Four climbers descended and passed where he sat.

'I hope Ledingham's got the tea going,' one said.

'Ledingham? That festerer? No chance, man. No chance. He just didn't fancy the Pinnacle today...'

'Never mind, I've an unopened bottle of Lochnagar that I hid in a bag...' and they wandered away.

He looked at the rag-taggle huddle of tents, and they seemed disentitled, so stranded and strange. And yet why despise them? He saw himself now : dishevelled, and empty, a middle-aged man; just clutching a photo, no more and no less - than any of them.

Roberta! was a void in the pit of his stomach, and he felt inconsolable loss and regret. And his boy. And his boy.

Perhaps, he considered, the lesson to learn was surrender of power - we who were born into privilege, who were trained for power, taught to expect power as a birthright might end... like an old man astray on a broken-down bike, casting loose couplets to the answerless sky.

Back in the campsite again, the mist loomed towards him, and a group of Italians were unpacking their cars. All the world, it seemed, had become a playground. While the place itself was forlorn, bereft of its real community. And the unwillingness to relinquish power was the emptying of glens and the exile of peoples.

He felt cut adrift himself from that power and standing, stripped of his status and social position. But what did it amount to, compared to a daughter's passionate love. Her words - in his heart - devalued his fortune... 'Daddy, I love you... I love you so much.'

Sleep.

He must sleep and shut out the knowledge of so many wasted and squandered years.

'Excuse me, sir. Are you a resident here?' The voice of authority wielding a mop, staring at him without welcome or charm. The campsite warden was moving him on, suggesting he might find a good room elsewhere : that cottage on the hillside he could see through the mist. It was a nice little B&B : ideal, he would say, for a honeymoon couple or someone like you.

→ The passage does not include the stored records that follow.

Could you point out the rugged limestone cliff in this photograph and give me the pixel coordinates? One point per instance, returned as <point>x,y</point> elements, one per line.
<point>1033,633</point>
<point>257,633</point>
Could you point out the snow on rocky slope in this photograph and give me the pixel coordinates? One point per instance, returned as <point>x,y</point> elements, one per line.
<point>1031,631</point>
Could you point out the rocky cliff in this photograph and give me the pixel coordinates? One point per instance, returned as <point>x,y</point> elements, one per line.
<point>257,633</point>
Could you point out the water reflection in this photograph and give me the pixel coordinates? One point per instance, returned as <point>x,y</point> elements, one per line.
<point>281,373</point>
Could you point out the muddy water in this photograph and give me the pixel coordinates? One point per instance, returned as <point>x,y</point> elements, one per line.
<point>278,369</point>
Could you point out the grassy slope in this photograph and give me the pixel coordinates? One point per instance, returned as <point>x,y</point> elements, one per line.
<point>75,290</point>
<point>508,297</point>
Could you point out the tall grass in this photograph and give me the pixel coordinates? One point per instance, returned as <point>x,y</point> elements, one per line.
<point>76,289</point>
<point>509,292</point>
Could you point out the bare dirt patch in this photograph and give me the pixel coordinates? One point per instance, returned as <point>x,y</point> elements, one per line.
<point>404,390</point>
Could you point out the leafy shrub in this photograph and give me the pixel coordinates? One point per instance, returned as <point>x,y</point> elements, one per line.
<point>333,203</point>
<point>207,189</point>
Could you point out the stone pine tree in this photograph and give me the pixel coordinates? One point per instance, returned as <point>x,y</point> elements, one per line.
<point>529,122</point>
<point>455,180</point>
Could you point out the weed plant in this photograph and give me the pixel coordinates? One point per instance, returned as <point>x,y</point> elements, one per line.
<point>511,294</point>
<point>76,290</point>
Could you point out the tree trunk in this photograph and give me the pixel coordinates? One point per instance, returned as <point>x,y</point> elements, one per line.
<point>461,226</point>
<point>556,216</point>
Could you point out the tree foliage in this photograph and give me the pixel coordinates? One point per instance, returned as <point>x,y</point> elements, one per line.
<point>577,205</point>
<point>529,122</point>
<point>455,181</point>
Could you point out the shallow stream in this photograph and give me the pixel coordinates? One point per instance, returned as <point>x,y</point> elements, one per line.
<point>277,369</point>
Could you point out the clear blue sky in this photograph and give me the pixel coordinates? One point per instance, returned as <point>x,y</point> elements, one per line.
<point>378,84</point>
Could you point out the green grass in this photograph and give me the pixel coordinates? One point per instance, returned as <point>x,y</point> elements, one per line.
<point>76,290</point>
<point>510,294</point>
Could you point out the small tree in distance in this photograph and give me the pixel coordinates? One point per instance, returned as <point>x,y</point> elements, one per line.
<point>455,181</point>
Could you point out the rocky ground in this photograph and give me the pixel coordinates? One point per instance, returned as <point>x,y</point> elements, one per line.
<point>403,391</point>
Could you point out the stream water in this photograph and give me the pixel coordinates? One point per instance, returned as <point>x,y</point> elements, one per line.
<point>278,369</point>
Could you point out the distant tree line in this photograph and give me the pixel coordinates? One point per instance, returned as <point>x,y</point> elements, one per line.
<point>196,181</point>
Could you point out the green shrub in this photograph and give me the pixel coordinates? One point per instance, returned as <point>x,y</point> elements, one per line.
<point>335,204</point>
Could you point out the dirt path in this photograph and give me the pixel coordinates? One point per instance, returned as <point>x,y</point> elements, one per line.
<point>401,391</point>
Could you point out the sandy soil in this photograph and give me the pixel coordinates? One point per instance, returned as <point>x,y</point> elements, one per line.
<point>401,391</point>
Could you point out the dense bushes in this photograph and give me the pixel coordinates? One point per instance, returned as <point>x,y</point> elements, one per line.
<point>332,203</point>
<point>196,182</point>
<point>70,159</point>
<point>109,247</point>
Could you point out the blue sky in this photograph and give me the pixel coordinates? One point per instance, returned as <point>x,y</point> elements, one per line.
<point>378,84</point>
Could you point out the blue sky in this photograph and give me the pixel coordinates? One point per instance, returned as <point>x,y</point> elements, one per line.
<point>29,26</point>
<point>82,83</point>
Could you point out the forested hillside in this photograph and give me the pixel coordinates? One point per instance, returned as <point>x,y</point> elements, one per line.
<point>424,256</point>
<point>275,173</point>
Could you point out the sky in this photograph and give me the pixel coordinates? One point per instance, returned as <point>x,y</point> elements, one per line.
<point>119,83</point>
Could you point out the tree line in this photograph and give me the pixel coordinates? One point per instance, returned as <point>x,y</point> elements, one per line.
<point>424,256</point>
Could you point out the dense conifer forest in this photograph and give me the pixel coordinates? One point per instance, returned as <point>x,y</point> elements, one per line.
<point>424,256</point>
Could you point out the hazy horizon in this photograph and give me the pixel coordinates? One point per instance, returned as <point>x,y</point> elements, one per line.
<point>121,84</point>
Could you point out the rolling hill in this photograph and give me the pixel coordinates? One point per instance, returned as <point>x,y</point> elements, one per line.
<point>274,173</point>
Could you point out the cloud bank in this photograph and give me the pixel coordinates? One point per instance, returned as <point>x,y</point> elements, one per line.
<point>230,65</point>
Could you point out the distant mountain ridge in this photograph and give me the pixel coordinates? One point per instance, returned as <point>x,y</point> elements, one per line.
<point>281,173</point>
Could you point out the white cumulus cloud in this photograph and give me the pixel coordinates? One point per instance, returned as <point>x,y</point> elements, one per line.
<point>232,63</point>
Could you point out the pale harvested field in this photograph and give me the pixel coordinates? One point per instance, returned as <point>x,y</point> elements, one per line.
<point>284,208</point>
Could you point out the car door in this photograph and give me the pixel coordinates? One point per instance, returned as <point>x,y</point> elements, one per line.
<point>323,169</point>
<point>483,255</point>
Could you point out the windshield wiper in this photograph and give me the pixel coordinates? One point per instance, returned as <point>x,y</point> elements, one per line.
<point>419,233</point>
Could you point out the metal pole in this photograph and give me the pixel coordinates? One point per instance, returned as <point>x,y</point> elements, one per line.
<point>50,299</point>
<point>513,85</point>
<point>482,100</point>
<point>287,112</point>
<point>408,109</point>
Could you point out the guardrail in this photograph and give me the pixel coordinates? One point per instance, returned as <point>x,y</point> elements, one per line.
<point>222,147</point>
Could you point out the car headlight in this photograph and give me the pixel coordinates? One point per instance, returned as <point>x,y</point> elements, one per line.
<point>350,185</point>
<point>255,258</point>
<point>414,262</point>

The climb up the path seemed dire and bleak, as he walked heavy-footed to the open front-door. Sure enough, he was taken to 'our honeymoon suite... it costs ten pounds extra, but it's the only room left.'

It was small and enclosed, and the whole room felt damp. A one-bar electric fire in the corner wasn't working. When he opened the cupboard it smelt faintly of mothballs and he closed it again. He went to the dusty net-curtains and tried to peer out, but could only see mist. Paint was peeling off the windows and they rattled when touched. There was an empty bottle of blended whisky in the bin and tea-bags which somebody else had used. On the shelf, dried milk, and more tea-bags : but no kettle or sink - that was next door perhaps.

Sitting down on the bed, the terylene cover was cold to the touch - the headboard greasy and loose. He picked up a Reader's Digest from the 1980's with an article entitled 'Scotland's Ancient Splendour'. Then putting it down again, he resorted to the Mars Bar the old man had tossed him, and ate it half-heartedly, staring at a wall in front of him. A passionless Flamenco dancer gathered dust in a fading printed picture opposite.

His fingers reached for the photo once more, and he recalled again those words of his daughter... like a life-line to reason... like a plea to the heart.

He could hear the noise of a flushing toilet, someone coughing downstairs, and the muffled sound of a television.

It was all unremittingly ghastly to him. His heart : felt so weary. Felt as if he'd been riding the surface so long - his marriage to Caroline, his work and his friends - then blindly placating emotional need... all those women he turned to who distracted his needs... But never going down, to find his true self.

He looked at his watch, but it had stopped.

In fact, it was only about time for tea, but he closed both the curtains to shut out the day : his mind like a mist, neither darkness nor light. Only muffled nothingness and an empty ache. He just wanted to sleep and forget.

He climbed in the cold bed and covered his head.